Cannabis and Driving: A Review Of Current Evidence
Keywords: Drink/Drug Driving
Submission Date: 2001
There is currently much debate in the road safety and wider communities concerning the extent to which licit and illicit drugs are a road safety problem. Cannabis is the most widely used illicit drug in Victoria, and is being used by a growing proportion of the population, particularly younger people. Contrary to data from the early to mid- 1990s, recent Victorian crash data suggest that cannabis does elevate crash risk. It is therefore timely to draw together the international literature in regard to the issues around cannabis use and road safety.
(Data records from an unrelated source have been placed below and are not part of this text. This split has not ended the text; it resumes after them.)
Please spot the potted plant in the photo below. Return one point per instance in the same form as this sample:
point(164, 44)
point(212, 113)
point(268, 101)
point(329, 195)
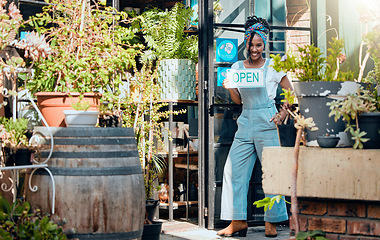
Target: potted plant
point(15, 141)
point(144, 114)
point(18, 221)
point(361, 112)
point(79, 116)
point(175, 50)
point(319, 78)
point(91, 51)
This paper is based on a report that is currently being prepared for the baseline sponsors of MUARC. The full report reviews the key issues concerning cannabis and road safety, including: patterns of cannabis use in the population; the prevalence of cannabis in the driver population, drivers suspected of driving under the influence, and drivers killed or injured; effects on simulator and on-road driving; detecting cannabis use in bodily samples; and measuring impairment using performance tests such as the Standardised Field Sobriety Test. The report highlights the current gaps in knowledge and documents the specific areas of research that need to be pursued in future studies in order to move closer to resolving the issue about whether (and how) cannabis influences driving skills. This paper summarises the key themes that emerge from the full report.